Just got the latest Bambi Francisco NetSense email in my box. The topic is how will copyright holders treat GoogTube. After some discussion on strategies for getting the most money out of Google, the discussion moves to DMCA and then mashups.
The biggest reason the media giants don’t have much legal ground to stand on is because of the protection of the Digital Millennium Copyright Act (DMCA) safe harbor, which offers ample protection to YouTube and, frankly everyone on the Internet, according to Fred von Lohmann, senior intellectual property attorney at Electronic Frontier Foundation.
Translation: The DMCA essentially says that even if a company is infringing, they get a free pass.
They would only be found to be willfully infringing if they did not respond to a notice to take down copyrighted material. So, even if I can go to YouTube and see 500 video clips of Seinfeld, YouTube would not be liable under the DMCA, even if it’s not proactive about taking down the material, according to von Lohmann.

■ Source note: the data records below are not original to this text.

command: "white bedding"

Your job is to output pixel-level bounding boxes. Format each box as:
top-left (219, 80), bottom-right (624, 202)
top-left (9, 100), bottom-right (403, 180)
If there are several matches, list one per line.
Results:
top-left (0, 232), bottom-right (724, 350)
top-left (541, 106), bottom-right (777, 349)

This safe harbor protection that Congress granted to Internet companies in 1998 puts the burden on the copyright owner and the infringer, not the technology or service that allows for such material to be delivered or shared, said von Lohmann, who makes an excellent point about how the entire Internet ecosystem would be in trouble if it weren’t for the DMCA.
After all, if the DMCA didn’t work, Google might be held responsible for linking to a page that has copyrighted content, he said. The DMCA has to provide protection or else, as von Lohmann puts it: “The Internet would be sued out of business.”
Not only would the Internet be sued out of business, some potentially expressive and interesting content might not ever emerge. About 19% of Internet-using teenagers and 18% of Internet-using adults have mashed up their own content with content owned by someone else, according to Pew Internet Research.
And, where is that mashed-up content? Well, everywhere, and very likely on the No. 1 hangout on the Web, called MySpace.
Von Lohmann pointed out that News Corp’s MySpace has a significant amount of copyright material too. So the company might be setting a precedent that would adversely affect them if they were to sue Google. So, will there be lawsuits from big media against Google and YouTube? There’s a low probability that the big guys will sue Google, according to von Lohmann. But there will be lawsuits, he predicted. They just won’t be aimed at YouTube, but rather the lower hanging fruit.